Wednesday, October 31, 2007

Balking against therapy

He had been doing this new treatment every morning and every evening. It had been producing mild improvements, or at least we think. It seems that he is a constant improvement in motion. Words he can not say today will be uttered tomorrow and things he can not do today will be done with ease in the near future.

Giving that I was unimpressed with the treatment, the therapist suggest to mix it up a little bit, intensify it a tad. So with all the instructions in hand this is exactly what I do. The rule is; It should last at least 20 minutes no matter what.

After his evening bath I thought would be a good time. Hopefully this will relax him and he will have a better sleep, and in turn so will I. The start was easy enough, six whole minutes he participated and then excitedly announced to all, waving his hands as a sign "All done! All done!"

I try to persuade extra minutes from him "Just a little bit more?" with terrible results. The situation was escalating and my commitment of 20 minutes was losing ground. His nervous struggling to get away was going to quickly become dangerous to me. The visions of a very short person climbing up my body, grabbing each ear and headbutting me into unconsciousness did not seem so far fetched.

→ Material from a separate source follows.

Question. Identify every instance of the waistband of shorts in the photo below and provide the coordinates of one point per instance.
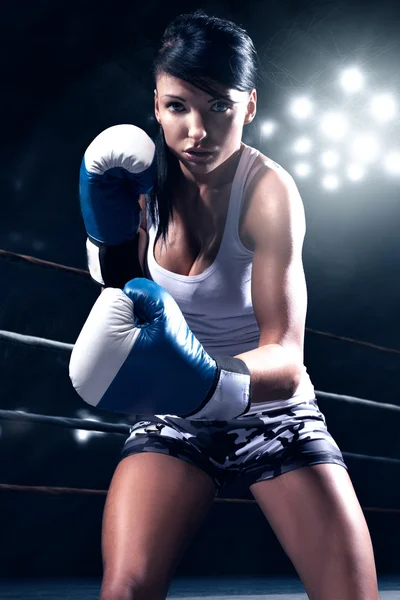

I relent, I let it go. 10 minutes in and I cave. I let him run and hide in his bed and meet him in there with his choice of sour candy or a fruit leather, and a drink because these treatments always get his jaws working. It makes no sense to me that this should make his mouth react in this way, but there is so much I don't understand about my little guy just yet.

He chews through the fruit leather quickly, drinks his juice, and is out like a light in a matter of moments. I gather up my CD player and Godly awful expensive headphones, knowing that for now he is not quite ready for Mozart.

6 comments:

Suzy said...

Hey, at least you got through the 10 minutes. Maybe a minute or 2 more each night.
Every kid is different right? Connor will get there....maybe at his own pace.
I think Mozart has to wait also. At some point, he'll want heavy metal.......

Love you
Suzy

Casdok said...

As you say there is so much to understand and for them to teach us!

She's like the wind said...

Surely 10 minutes is better, with any child once they get fed up or frustrated you don't get anywhere by continuing. I think you obviously do a great job. x

Jeni said...

Gotta agree with all the rest here. When they do physical therapy on people, they don't start you out at the highest therapy level or time so why expect a 3-year-old to be able to deal with 20 minutes of this right off the top? I'd go with working up to it gradually but also, inching up as quickly as possible all the same. He has to adapt to it all in the first place and that isn't going to happen in one session!

dgibbs said...

He has been doing music therapy for a few weeks now and loves his easy listening CD. Mozart has a lot more complicated pitches and more strings and he was just done with it after the first song. Has to be some in between music but OT hasn't told us what that is. Think she had us jump ahead of ourselves.

Anonymous said...

We're had very mixed results with music therapy over the years. I'm still very much in two minds.